Of course, what the adults didn't know was that the humor was a defense mechanism. The bullying hadn't stopped, even into their first year of high school. It was never extremely violent (a welcome blessing) but it wore on them and assured that neither would be let into any of the defined social circles of their school no matter how funny they were. It was rough but they had had each other, so it had been bearable.

Then their dad had signed the both of them up for boxing lessons as some sort of tough-love way of trying to make his boys able to handle the outside world that seemed so set against them.
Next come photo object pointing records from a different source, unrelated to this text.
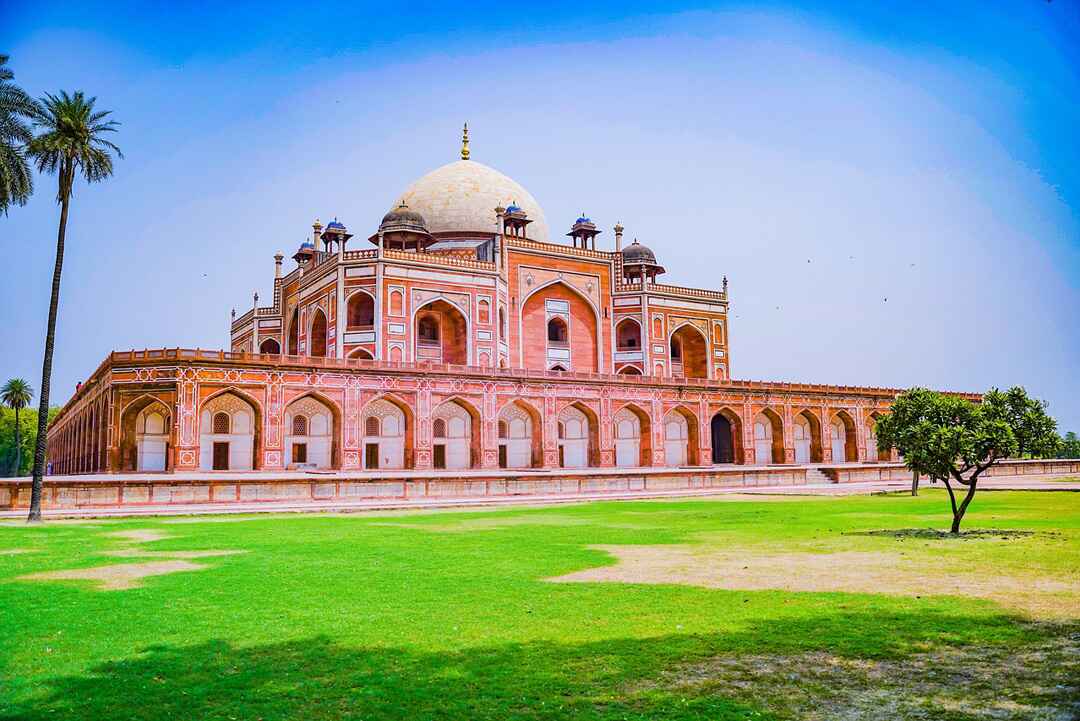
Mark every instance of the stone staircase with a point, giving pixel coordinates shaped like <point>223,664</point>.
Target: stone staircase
<point>817,476</point>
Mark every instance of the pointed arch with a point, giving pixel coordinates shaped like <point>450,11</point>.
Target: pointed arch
<point>316,335</point>
<point>294,331</point>
<point>453,340</point>
<point>727,436</point>
<point>689,351</point>
<point>844,436</point>
<point>322,440</point>
<point>807,435</point>
<point>628,334</point>
<point>596,364</point>
<point>768,437</point>
<point>241,447</point>
<point>579,443</point>
<point>360,310</point>
<point>139,450</point>
<point>511,413</point>
<point>633,446</point>
<point>685,446</point>
<point>462,439</point>
<point>393,445</point>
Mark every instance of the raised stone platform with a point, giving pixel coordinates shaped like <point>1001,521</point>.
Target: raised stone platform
<point>296,489</point>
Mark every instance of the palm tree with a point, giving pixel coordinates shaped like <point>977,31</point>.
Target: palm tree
<point>71,141</point>
<point>16,184</point>
<point>16,394</point>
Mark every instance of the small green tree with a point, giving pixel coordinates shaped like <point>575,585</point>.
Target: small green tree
<point>16,394</point>
<point>1070,446</point>
<point>955,440</point>
<point>1035,431</point>
<point>16,107</point>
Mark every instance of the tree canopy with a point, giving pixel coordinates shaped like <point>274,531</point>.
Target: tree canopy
<point>952,439</point>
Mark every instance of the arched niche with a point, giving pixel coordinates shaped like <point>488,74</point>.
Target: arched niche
<point>441,334</point>
<point>768,437</point>
<point>633,437</point>
<point>628,336</point>
<point>518,430</point>
<point>312,425</point>
<point>229,433</point>
<point>316,335</point>
<point>145,426</point>
<point>844,438</point>
<point>387,434</point>
<point>360,311</point>
<point>689,352</point>
<point>726,431</point>
<point>680,437</point>
<point>806,434</point>
<point>578,436</point>
<point>455,435</point>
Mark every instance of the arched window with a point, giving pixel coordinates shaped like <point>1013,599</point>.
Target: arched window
<point>316,344</point>
<point>294,332</point>
<point>220,422</point>
<point>361,311</point>
<point>428,329</point>
<point>628,336</point>
<point>557,331</point>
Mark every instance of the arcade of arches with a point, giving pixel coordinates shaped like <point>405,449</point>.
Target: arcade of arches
<point>233,434</point>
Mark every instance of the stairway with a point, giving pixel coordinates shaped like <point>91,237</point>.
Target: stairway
<point>815,476</point>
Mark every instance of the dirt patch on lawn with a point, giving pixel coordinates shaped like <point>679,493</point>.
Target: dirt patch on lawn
<point>140,535</point>
<point>846,571</point>
<point>1035,682</point>
<point>119,576</point>
<point>511,521</point>
<point>135,553</point>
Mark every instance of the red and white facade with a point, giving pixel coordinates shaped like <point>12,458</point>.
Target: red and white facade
<point>459,336</point>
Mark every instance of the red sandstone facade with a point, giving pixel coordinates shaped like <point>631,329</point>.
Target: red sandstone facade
<point>462,338</point>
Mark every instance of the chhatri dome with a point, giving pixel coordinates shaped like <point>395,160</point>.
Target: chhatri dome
<point>461,196</point>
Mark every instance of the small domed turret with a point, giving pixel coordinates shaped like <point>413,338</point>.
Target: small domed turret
<point>638,261</point>
<point>404,229</point>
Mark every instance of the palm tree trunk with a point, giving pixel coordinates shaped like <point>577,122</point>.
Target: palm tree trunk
<point>18,446</point>
<point>46,364</point>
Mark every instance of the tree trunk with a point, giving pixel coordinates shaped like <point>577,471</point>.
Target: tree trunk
<point>958,512</point>
<point>18,446</point>
<point>46,364</point>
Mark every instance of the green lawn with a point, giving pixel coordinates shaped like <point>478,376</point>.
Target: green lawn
<point>454,615</point>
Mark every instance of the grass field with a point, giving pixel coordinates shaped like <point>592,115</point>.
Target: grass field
<point>720,609</point>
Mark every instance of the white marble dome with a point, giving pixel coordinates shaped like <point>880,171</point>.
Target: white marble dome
<point>462,196</point>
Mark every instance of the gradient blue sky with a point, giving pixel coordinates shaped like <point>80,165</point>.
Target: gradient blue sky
<point>892,188</point>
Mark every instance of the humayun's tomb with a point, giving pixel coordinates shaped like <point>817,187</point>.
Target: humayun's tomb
<point>462,340</point>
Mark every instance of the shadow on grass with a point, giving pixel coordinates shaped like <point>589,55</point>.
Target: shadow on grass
<point>934,533</point>
<point>316,678</point>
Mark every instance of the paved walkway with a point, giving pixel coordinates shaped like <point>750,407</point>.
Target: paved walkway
<point>995,484</point>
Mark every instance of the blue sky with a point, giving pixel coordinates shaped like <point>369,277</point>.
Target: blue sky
<point>892,189</point>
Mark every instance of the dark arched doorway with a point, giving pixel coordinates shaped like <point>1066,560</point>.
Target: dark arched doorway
<point>723,446</point>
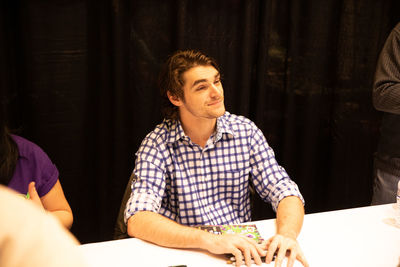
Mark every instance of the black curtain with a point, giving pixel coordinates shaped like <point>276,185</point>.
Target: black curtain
<point>79,79</point>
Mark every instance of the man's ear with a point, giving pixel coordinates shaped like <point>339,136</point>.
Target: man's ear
<point>175,100</point>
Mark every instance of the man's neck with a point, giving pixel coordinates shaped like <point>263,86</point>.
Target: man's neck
<point>199,130</point>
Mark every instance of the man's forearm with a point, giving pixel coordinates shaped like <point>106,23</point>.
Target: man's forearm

At first it hadn't done much except get them soundly beaten on a regular basis after school in front of their dad who just had to go to each practice. Stanley would often retreat to the back bleacher after his session was over and hide his bruised face behind one of the heavy tomes he would bring with him. Stanford had been as miserable as his brother. The first two months of the lessons, getting as bruised as Stanley but fuming about it instead of hiding behind written words. Then, at the end of that two-month mark, something had changed for Stanford.
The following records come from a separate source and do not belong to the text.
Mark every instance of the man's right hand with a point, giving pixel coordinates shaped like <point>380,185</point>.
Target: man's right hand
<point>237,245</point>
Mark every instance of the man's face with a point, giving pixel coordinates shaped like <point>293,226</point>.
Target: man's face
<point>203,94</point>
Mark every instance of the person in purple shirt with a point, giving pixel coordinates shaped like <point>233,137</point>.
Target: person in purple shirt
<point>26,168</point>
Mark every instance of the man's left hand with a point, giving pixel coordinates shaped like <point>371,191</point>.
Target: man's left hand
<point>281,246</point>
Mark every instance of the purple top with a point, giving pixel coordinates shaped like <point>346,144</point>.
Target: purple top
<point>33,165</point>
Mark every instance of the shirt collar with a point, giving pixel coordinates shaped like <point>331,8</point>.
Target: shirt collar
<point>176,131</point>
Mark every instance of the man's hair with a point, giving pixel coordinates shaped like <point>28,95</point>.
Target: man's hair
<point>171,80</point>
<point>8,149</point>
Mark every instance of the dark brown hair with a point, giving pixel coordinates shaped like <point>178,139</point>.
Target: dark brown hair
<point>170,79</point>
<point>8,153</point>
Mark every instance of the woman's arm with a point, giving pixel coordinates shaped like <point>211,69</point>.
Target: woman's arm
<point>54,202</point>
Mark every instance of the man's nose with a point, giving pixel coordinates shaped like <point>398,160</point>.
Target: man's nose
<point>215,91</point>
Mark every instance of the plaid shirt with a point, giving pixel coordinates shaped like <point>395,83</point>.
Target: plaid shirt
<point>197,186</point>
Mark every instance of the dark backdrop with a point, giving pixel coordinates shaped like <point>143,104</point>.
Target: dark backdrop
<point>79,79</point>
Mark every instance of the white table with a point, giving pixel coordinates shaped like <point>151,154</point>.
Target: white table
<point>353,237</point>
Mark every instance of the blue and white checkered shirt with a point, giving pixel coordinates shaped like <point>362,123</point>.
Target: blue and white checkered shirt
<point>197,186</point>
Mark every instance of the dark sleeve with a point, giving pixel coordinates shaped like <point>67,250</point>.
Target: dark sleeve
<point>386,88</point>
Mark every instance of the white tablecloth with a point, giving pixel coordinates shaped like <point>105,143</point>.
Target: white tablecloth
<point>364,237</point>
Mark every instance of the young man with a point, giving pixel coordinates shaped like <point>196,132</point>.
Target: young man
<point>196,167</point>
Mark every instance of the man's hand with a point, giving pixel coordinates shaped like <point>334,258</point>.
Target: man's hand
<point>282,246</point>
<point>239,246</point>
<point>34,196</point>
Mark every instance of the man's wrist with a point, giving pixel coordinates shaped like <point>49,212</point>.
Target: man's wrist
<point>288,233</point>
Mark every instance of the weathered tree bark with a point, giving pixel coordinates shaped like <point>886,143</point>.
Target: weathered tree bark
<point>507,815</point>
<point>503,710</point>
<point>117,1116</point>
Billy Schultz was the biggest bully in the school. Heavy, loud, and covered in emerging muscles and freckles, the kid was essentially a scary giant that dominated the halls of their high school, trampling anyone or anything that got in his way.

Or if he simply didn't like you.

Or if it was a Tuesday.

The best part of the story was that Billy was also taking boxing lessons and seemed to take an extra amount of perverse pleasure in pairing off with each Pines twin and beating them down into a bloody mess.

The change occurred for Stanford the day that Billy had been more of an asshole than usual. Stanley had been shoved one too many times into the lockers it seemed and just snapped. He thought up a prank and, after only a little convincing for Stanford, proceeded to pull it on Billy in what seemed to be a deep rooted death wish. Honestly it hadn't even been harmful (unless glue was suddenly fatal to locker doors), but of course Billy had exploded and known exactly who had done it. They were the only ones who would ever dare, but for the rest of the day they felt rising dread for that evenings boxing lessons.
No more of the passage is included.